Жуткая эта доля – быть на войне живой мишенью. Полк нёс страшные потери… Наша авиация отчего-то не всегда поспевала на перехват, и тогда такое истязание на открытой местности среди солдат вызывало совершенно дикую панику. Животный страх наизнанку нутро выворачивал. Метались ополоумевшие меж разрывов, бежали, распахнув рты, и матом блажили... Страх смерти разум парализует, он всегда сильнее самой смерти. Хорошо, если рядом густел лес, но такое случалось не всегда. Абсолютно беззащитные перед хищными машинами с завывающими моторами,  как им казалось, они совершенно бессмысленно умирали здесь, в открытом поле, на просёлочных дорогах, где нет ни единой возможности найти хоть какое-то укрытие. Но что поделаешь, коль жестокая логика войны требовала такое заклание. Эта логика была слишком  беспощадна, но, в то же время, спасительна для отечества. Ни разу не целованные мальчишки умирали здесь и сейчас, чтоб потом выжили другие и победили умного врага пусть не малой, но всё же гораздо меньшей кровью…

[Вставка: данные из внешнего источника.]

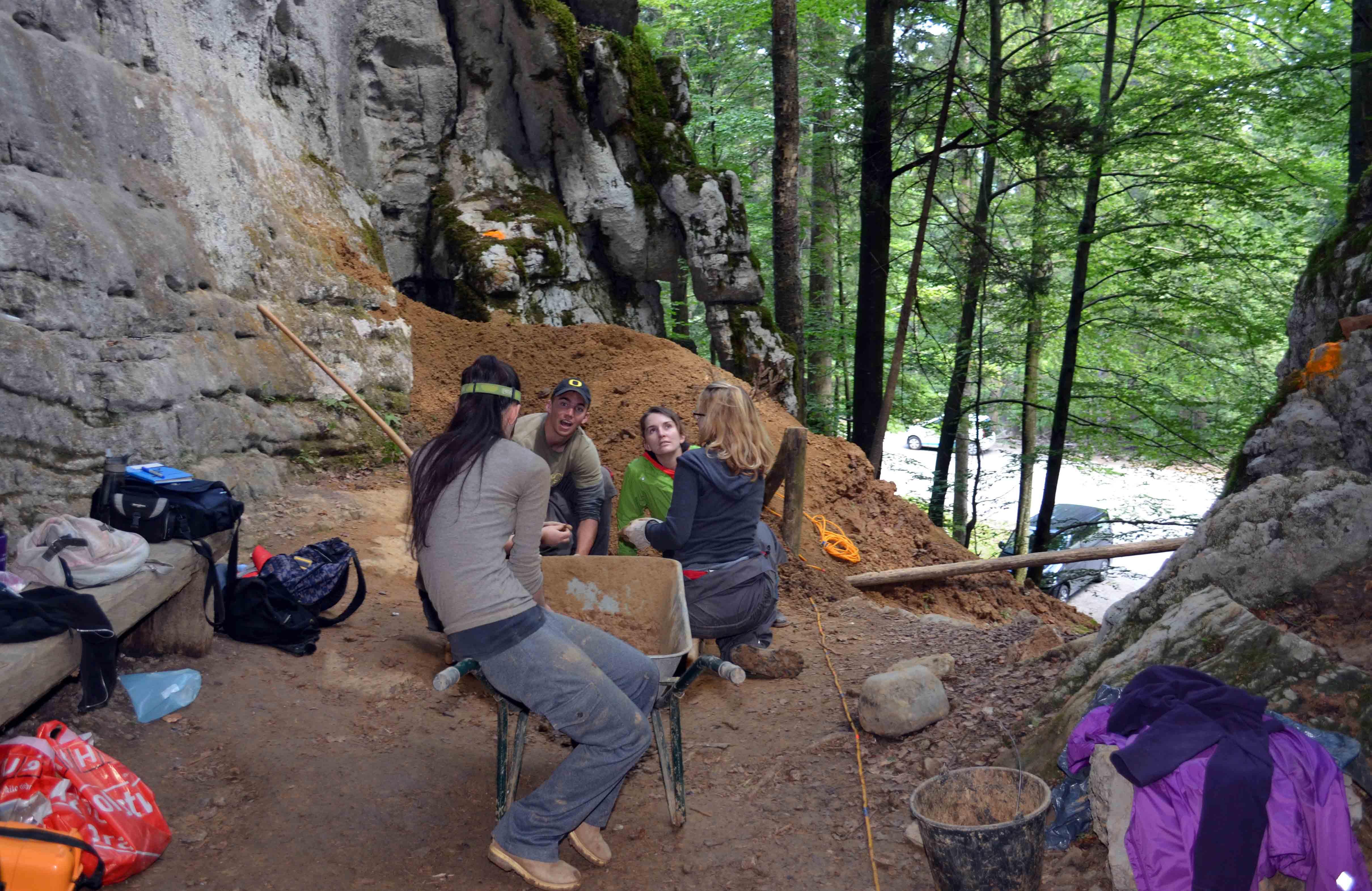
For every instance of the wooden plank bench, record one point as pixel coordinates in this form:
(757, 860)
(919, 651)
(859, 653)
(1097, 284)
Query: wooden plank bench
(161, 613)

Что могут про войну написать историки? Есть вещи, известные только тем, кого ужас сжимал удавом, кто в землю кровь свою сливал, кто с пулями в прятки играл и цепенел при свисте снарядов. Короткий свист – недолёт, длинный – перелёт. Свой свист знают только мёртвые братишки.      
   
На четвёртый день с красными от недосыпа глазами, с нудным гулом в тяжёлой голове Григорий Глебов брёл в первой шеренге растянувшегося солдатского строя. Жарко. Гимнастёрка на спине вымокла от пота, его капли из-под пилотки по запылённому лицу сбегают к подбородку. От роты к тому времени осталось меньше половины состава. Просёлок тянулся вдоль цвиркающего и щебечущего на разные голоса, заросшего травостоем незасеянного поля, а слева за редколесьем под изгорбья уходило болото. Оттуда лёгкий ветерок доносил сырой запах тины. Впереди, километрах в трёх, высился старый лиственный лес. Надо успеть дойти до него. Там найдётся место для привала, а в случае налёта немецких самолётов есть, где скрыться от пуль и вездесущих бомб.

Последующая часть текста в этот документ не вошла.